I would strongly advise against further investment in property. You have an investment in your own home.  You have a property in the UK. If property performs well over the next few years, your wealth will increase. 

So you should invest your pension fund and cash in the stock market.  It should provide you with the best long term returns with the least hassle and risk.  It also has the advantage of being liquid. You have ideas of setting up a business.  If your capital is tied up in property you won't be able to access it quickly. If you have a portfolio of shares, you can cash part or all of them immediately. 

Brendan


----------



## Brendan Burgess (21 Jan 2017)

To answer your questions about advisors, a few of them contribute to Askaboutmoney and seem to have a fairly good idea of what they are talking about. They certainly would know all the pension options backwards, which is the key requirement for you. Make sure to get your advice on a fee-only basis so you are free to buy whatever products you wish.

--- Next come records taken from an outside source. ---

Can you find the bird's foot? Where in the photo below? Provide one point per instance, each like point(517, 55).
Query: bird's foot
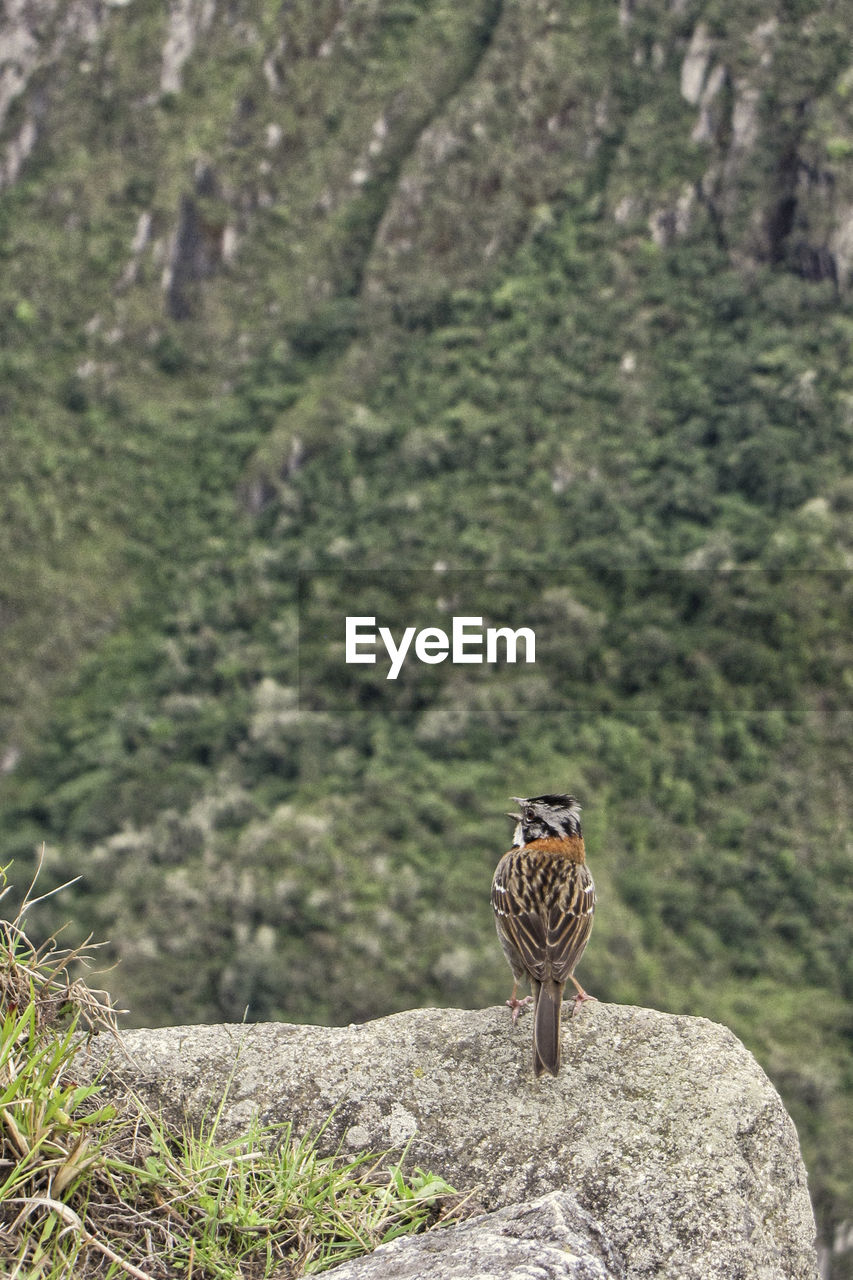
point(580, 999)
point(518, 1005)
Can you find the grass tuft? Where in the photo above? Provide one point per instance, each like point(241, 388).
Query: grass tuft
point(91, 1188)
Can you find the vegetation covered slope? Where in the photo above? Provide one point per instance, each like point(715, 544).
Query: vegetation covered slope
point(532, 312)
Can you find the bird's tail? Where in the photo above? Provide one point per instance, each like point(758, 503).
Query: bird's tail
point(546, 1027)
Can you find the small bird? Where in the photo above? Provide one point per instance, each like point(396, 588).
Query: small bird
point(543, 899)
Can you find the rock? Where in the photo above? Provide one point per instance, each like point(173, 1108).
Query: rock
point(552, 1239)
point(662, 1127)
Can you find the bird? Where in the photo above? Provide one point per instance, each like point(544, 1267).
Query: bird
point(543, 899)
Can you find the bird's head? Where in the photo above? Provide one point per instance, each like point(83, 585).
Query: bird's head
point(556, 816)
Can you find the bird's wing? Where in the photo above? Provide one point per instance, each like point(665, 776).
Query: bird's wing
point(570, 923)
point(521, 926)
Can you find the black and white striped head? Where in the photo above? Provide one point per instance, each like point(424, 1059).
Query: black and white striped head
point(544, 816)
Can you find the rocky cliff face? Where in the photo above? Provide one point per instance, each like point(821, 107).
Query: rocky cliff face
point(667, 1150)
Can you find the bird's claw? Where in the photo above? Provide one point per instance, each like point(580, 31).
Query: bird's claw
point(518, 1005)
point(580, 999)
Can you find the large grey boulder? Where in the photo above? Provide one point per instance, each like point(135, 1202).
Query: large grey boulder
point(550, 1239)
point(664, 1128)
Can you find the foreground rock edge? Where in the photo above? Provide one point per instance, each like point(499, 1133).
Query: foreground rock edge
point(664, 1127)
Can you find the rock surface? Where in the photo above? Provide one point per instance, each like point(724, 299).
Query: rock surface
point(664, 1128)
point(551, 1239)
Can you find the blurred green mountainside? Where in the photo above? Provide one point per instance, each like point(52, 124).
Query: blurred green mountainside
point(529, 311)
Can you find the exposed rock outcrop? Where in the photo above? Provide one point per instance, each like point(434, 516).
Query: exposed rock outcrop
point(662, 1128)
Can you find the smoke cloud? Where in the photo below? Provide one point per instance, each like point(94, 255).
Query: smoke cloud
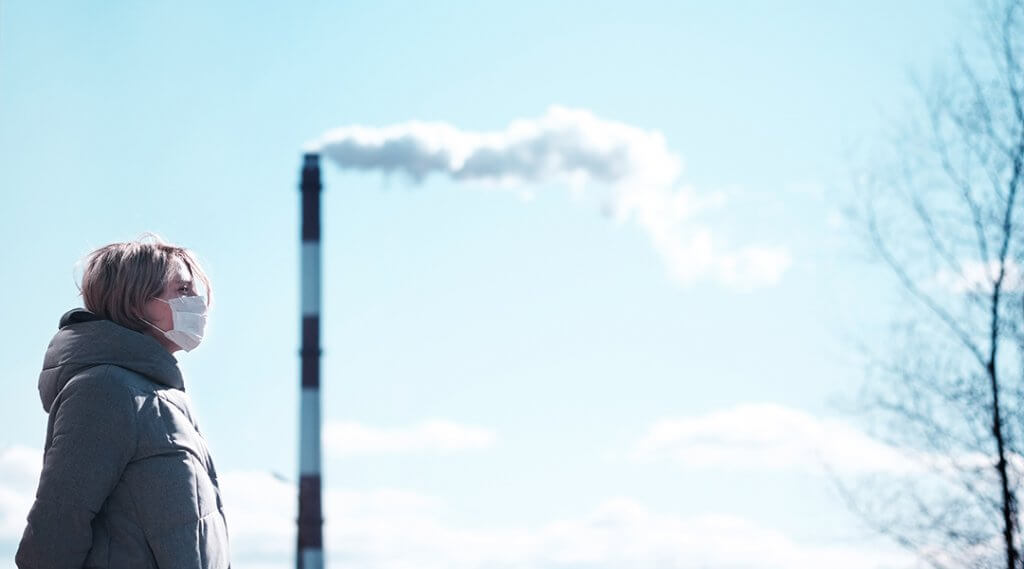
point(579, 149)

Vincent Digby  from Impartial.ie who has answered your question above.

Steven Barrett from  www.bluewaterfp.ie

Marc  Westlake    from www.globalwealth.ie  

Brendan


----------



## Davederave (22 Jan 2017)

Once again, thanks to all for the feedback.

The posts above have been extremely helpful and have given me a different perspective on how I might move forward. It is clear that I need to discuss my situation with a financial planner. Thank you Brendan for the links in your post.

I will also do some further investigation into property investment. If there is an experienced landlord out there that might be willing to share some experience/advice I would be grateful.

Dave


----------



## mister32 (31 Jan 2017)

Given the entry costs to property would you not consider paying down your existing investment, (keep some debt for tax relief)

How much of the pension is permitted to access? Is that not restricted?

Finally with time and energy, would you consider buying a franchise?


----------



## Davederave (1 Feb 2017)

Hi Mister32,

Thanks for the comments.



mister32 said:


> Given the entry costs to property would you not consider paying down your existing investment, (keep some debt for tax relief)



I am still evaluating whether to go into property but I feel with 750k available I would have adequate funding.

The mortgage on my investment property is interest only and with interest rates so low there is not much tax benefit. I am paying it down gradually however.



mister32 said:


> How much of the pension is permitted to access? Is that not restricted?



I am working on clarifying this at present.



mister32 said:


> Finally with time and energy, would you consider buying a franchise?



Yes, is the short answer. Looking at this also.

Dave


----------